I remembered to cancel it properly this week because I am so utterly unimpressed with Labour’s inability to seize the day when it’s literally handed to them on a plate with trimmings. They did it after the Referendum, when instead of uniting and gathering the support of what was rapidly becoming the largest party in Europe to become a strong force to oppose the Tories they decided to have a massive playground spat. Now, in the week we have turned into brown shirt central and are encoding racism in our fundamental, daily legislation and turning our back on human rights, they’re doing it again.

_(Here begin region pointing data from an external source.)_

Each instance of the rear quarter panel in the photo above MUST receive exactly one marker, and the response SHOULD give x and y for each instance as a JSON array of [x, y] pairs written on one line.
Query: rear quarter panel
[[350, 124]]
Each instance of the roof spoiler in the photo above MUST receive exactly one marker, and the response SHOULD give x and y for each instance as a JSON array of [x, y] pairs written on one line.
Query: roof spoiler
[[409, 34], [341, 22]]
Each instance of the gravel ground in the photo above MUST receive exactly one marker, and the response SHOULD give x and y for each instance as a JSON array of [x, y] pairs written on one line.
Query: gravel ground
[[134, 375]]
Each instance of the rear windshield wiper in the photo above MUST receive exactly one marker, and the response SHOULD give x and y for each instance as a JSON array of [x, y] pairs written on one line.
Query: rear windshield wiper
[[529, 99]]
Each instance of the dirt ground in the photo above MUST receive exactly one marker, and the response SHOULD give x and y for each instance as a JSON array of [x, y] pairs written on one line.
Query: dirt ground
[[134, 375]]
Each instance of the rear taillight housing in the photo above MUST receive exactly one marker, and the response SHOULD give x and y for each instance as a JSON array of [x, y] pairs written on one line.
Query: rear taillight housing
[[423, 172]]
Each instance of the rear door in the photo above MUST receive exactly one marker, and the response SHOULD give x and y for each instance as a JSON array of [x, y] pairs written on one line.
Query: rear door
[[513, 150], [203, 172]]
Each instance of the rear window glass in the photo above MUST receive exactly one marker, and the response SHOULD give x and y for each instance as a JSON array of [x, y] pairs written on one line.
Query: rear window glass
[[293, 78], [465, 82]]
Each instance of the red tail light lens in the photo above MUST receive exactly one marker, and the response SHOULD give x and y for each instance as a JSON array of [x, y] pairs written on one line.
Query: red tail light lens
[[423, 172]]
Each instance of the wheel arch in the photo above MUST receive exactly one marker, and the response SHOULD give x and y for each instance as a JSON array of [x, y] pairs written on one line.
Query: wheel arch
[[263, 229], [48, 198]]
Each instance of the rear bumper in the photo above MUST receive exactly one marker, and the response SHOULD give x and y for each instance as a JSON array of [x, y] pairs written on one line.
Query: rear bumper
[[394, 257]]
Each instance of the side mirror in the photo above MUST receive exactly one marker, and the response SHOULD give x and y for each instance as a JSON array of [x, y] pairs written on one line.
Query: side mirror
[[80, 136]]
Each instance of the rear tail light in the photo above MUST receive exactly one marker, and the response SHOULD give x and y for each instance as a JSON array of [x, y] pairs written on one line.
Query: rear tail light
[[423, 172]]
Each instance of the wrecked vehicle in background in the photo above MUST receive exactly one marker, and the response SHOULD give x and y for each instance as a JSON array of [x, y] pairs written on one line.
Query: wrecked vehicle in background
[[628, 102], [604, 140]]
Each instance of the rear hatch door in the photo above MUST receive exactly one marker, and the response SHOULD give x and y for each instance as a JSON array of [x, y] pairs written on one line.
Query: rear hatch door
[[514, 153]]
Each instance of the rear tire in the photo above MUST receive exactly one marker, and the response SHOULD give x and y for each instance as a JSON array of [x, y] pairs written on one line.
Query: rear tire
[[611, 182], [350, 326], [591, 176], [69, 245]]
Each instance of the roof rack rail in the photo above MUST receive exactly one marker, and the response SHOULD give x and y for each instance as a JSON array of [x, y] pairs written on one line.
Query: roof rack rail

As the pound continues to drop and racism continues to rise, while schools are asking what nationality the children are, presumably for when the purges start, I watch them fiddle while Rome burns and ask myself what the bloody point is.

 

 

5 responses to “A week of two halves

  1. V E T not a word you can say in this household either. Very funny – cat diety. So true

  2. I joined the same time as you did. Not because of you, tandem rather. We were joining at the same time. I have just unjoined too and then I read your comment. We must be soul buddies linked on another level. Excellent about your NHS Meeting. go for it girlfriend. My tshirt arrived in the mail today. Vote for Europe – all blue with yellow stars. I am off to Witney this weekend to convince the safe Tory seat that leaving Europe will hurt. Vote for Europe is a tactical idea of finding the pro European candidates in the electorates and backing them completely. In Witney it is the LibDem candidate thought I believe they did consider the Green candidate. He is brother to feel the Bern Bernie but it was decided that the LibDem candidate had the better chance. It may well be that we will have to back a Labour candidate somewhere along the line. I won’t tell them that I ripped up my membership card.

  3. Amen, Katy.
    I think I have mentioned before that I *was* a lifelong Labour supporter. If I’m honest it had more to do with how unimpressed I was with the alternatives at times, and I have consistently lived in areas where voting for Labour made pissing in the wind look like a worthwhile endeavour, but nonetheless I doggedly continued to do so.
    I didn’t have a problem with Jeremy Corbyn, on the contrary like many people I welcomed his apparent integrity and socialist ideals, to some extent I still do.
    I have been torn by the whole ‘electability’ issue, yes of course we want to persuade people to stop voting Conservative, but at what price? If diluting the party into some tory lite organisation that fails to deliver real social justice is the only way, then what is the point? On the other hand giving the impression that you couldn’t run a local bring and buy sale, let alone a government, is hardly going to convert them in their droves.
    Meanwhile, it is the apparent inability of either side of the schism to concentrate on the wider issues, rather than their internal differences, that is actually driving people away.
    Labour politicos would do better to devote time and energy into working out why so many British people persist in voting contrary to their real best interests. I have no doubt it is a complex, many faceted problem and effectively combating not just the outright lies but more pervasive right wing propaganda will take some doing, but it seems like a more productive way forward than allowing the party to eat itself in an attempt to be ‘all things to all people’.
    One of the biggest problems facing all the parties at the moment is the overwhelming cynicism that many of us regard them with, trust and respect is at an all-time low.
    Now seems like a good time for a new political movement, one that promises to do more than pay lip service to creating a fairer society and is prepared to get down to business on Brexit, the NHS/welfare and employment/industry. If it can manage some credible policies on these issues that avoid blaming, and or discriminating against, the EU and immigrants or suggesting that everything is, in fact, the fault of shadowy organisations that really run the world (a bit like Captain Scarlett and the Mysterons) then they would get my vote.